IE does not support deflate
Posted in programming related by zlbruce on 03-09-2010.
Recently, I have been compressing HTTP and learned a little about the relationship between gzip, deflate, and zlib:
- Deflate (rfc1951): A compression algorithm that uses lz77 and hafman for encoding;
- Zlib (rfc1950): A simple encapsulation of deflate;
- Gzip (rfc1952): a format that encapsulates deflate.
We can see that deflate is the core algorithm. The difference between zlib and Gzip is that the header and tail are different, and the actual content is deflate encoded, that is:
Gzip = gzip header + actual content of deflate encoding + end of Gzip
Zlib = zlib header + actual content of deflate encoding + zlib tail
The rfc2616 document in HTTP/1.1 describes that the value of the content-encoding field can be gzip or deflate.
The GZIP format is well supported and very standard. Here we will talk about the deflate format. In the content-encoding description, deflate refers to the zlib format described in rfc1950. That is to say, when content-encoding is deflate, the content should be in zlib format.

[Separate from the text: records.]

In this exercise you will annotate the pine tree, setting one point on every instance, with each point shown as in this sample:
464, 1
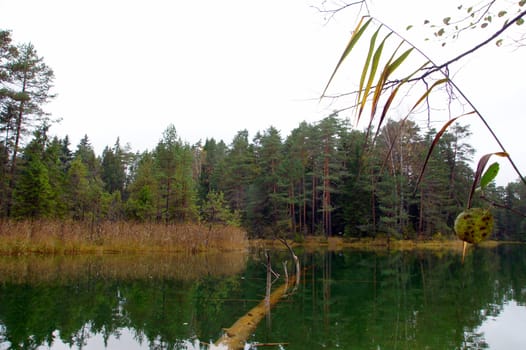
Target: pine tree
26, 82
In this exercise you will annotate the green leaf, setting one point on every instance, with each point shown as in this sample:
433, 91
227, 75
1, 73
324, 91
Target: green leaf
489, 175
352, 42
435, 142
478, 173
366, 65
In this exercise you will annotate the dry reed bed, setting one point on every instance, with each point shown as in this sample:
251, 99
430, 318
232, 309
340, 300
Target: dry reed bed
86, 267
71, 237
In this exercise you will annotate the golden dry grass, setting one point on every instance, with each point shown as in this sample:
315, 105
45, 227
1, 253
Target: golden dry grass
63, 269
72, 237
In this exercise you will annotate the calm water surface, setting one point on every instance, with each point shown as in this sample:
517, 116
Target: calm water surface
346, 300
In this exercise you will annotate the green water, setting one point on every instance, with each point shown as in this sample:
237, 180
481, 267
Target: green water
345, 300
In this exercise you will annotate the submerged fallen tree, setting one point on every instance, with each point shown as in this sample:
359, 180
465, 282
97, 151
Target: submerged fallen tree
235, 337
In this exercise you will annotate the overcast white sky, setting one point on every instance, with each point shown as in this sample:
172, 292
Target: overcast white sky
129, 68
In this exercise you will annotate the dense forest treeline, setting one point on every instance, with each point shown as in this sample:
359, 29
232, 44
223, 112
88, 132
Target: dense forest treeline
323, 178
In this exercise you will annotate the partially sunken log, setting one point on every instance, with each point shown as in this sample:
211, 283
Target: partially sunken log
236, 336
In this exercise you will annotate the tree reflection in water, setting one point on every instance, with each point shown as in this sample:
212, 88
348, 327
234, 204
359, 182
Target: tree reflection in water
347, 299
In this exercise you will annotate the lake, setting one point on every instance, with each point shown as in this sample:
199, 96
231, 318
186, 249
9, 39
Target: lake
346, 299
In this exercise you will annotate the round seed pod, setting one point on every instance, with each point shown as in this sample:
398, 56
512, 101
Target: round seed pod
474, 225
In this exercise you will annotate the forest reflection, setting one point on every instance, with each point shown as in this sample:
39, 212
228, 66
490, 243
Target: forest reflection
347, 299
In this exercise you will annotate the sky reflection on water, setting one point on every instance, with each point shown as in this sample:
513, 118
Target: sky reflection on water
508, 329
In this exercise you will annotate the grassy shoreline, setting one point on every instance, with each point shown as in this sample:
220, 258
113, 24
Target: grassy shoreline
380, 244
72, 237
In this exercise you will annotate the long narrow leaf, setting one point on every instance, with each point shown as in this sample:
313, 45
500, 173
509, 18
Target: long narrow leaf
392, 96
480, 168
381, 84
357, 33
365, 69
435, 142
374, 67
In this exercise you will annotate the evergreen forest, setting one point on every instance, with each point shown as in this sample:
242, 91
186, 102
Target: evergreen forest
324, 178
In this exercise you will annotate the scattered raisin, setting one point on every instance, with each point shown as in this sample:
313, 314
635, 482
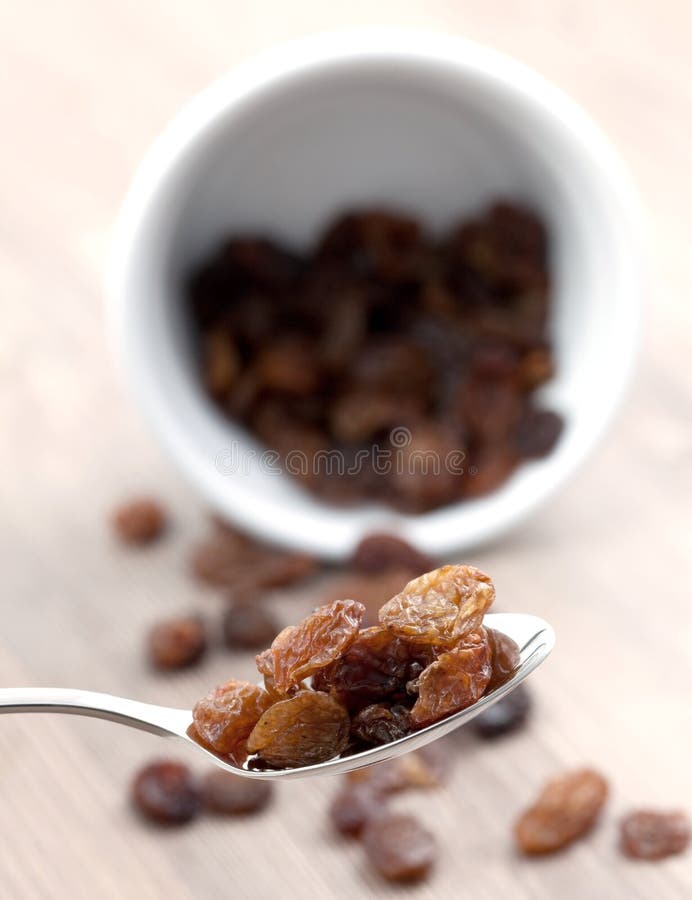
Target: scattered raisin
454, 681
227, 715
227, 794
139, 522
301, 650
177, 642
505, 716
166, 792
566, 809
380, 552
440, 606
398, 847
248, 626
310, 727
650, 834
379, 724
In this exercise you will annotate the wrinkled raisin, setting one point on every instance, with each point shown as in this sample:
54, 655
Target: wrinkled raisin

However, in fact, if you really follow this standard, you cannot open the page on IE, including IE6, IE7, and IE8. A blank or error occurs. However, other browsers such as Firefox, chrome, and opera can be opened normally. To enable IE to open the page normally, the content must be in the original deflate format, that is, remove the zlib header and zlib tail. I don't know why ie didn't modify this bug. It is reasonable to say that this very simple problem occurs in IE6, and IE8 should not be correct.
To take care of IE, we had to remove the zlib header and zlib tail when compressing deflate. Fortunately, other browsers can handle this original deflate format normally.
Of course, in this case, those who have enough ie only can create a website that IE cannot access normally.